Nevertheless, those issues are gone now.
Donovan’s reserve unit may be a bit light on talent, especially if Patrick Patterson can’t find his form after undergoing arthroscopic surgery on his left knee this summer. But Alex Abrines and Jerami Grant – with another year under their belts – should quell those concerns a bit.
The former can knock down open shots for days while the latter is an explosive finisher near the rim.
The Thunder can further lighten any worries of a short bench by being active on the buyout market, or scouring the current free-agent class for another pickup. Deron Williams, for example, remains unemployed, but probably shouldn’t.
A simpler solution could be to stagger their starters’ minutes.
When Westbrook sits, George can take over the scoring duties – be it through isolation attempts or running the pick-and-roll with the behemoth Adams.

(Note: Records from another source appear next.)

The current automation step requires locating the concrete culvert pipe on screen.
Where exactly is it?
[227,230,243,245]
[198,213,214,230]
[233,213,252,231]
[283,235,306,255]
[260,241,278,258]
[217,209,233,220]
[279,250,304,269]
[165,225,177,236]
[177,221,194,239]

Or during the minutes both George and the team’s lead guard sit, we could see stints of Hoodie ‘Melo hitting opponents with jab steps until he feels the right balance to knock down a jumper over his defender’s face.
Most importantly: It won’t all be on Westbrook going forward.
The enigmatic point guard won’t have to tire himself out chasing rebounds or attacking the basket with reckless abandon anymore. That should give the 30-point-per-game scorer the chance to be at his best once the playoffs roll around – a truly terrifying proposition for opponents.